You say autism is a public health emergency. Why?
One in 68 kids has autism, according to new numbers from the U.S. Centers for Disease Control and Prevention. South of the border, there’s a huge commitment at the federal level for autism research and intervention. In Canada, there is no national autism strategy and supports for parents and children with autism vary province by province. Services that are available to kids in British Columbia are very different than those that are available to kids in Ontario, for example.
How do parents typically find out their child has autism?
Signs begin to surface by 12 to 18 months, as families get worried that their child’s speech or social interaction skills are not developing as they should. Children with autism can often become fascinated with unusual things, like lining up objects or stacking cans. In many cases, parents go to the doctor for help, but they’re turned away, wrongly seen as overprotective. If a parent’s concern is believed, they are referred to a diagnostic centre where they may be waitlisted for diagnosis. In some cases, it can take months or even years for a child to be diagnosed, which can be detrimental because early intervention leads to better outcomes.

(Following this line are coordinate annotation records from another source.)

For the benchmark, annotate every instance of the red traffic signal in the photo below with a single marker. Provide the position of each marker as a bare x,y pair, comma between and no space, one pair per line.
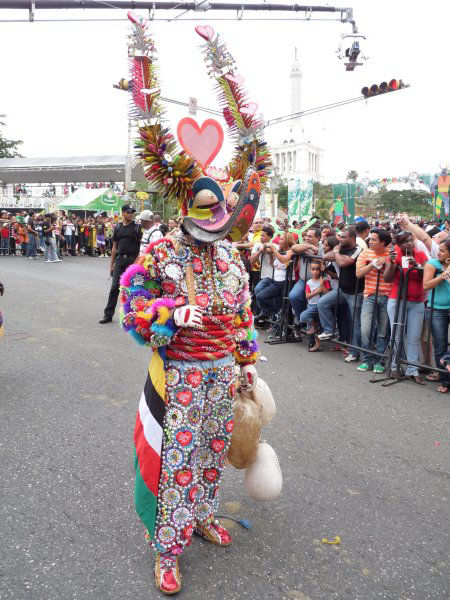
375,90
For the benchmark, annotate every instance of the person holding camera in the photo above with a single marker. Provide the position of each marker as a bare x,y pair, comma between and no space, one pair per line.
262,257
405,256
436,278
125,249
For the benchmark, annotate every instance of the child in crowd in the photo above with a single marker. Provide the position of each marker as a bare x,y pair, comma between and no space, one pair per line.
315,288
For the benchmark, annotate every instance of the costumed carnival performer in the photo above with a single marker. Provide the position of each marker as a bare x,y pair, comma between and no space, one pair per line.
187,298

What are some of the latest developments in autism research?
I have been part of a national team tracking the development of 400 children with autism and their families across five provinces since 2004, starting at the time of diagnosis. We are looking for indicators that show why some of these kids do really well and why others make progress more slowly. The research isn’t complete, but some of what we do know is that most parents spot autistic behaviour in their children around 18 months but are often not given a diagnosis until the child is three or four, and parents remain stressed about the disorder even if their child improves.
Pat Mirenda is a Professor in the Department of Educational and Counselling Psychology and Special Education and Director of the Centre for Interdisciplinary Research and Collaboration in Autism (CIRCA) at UBC.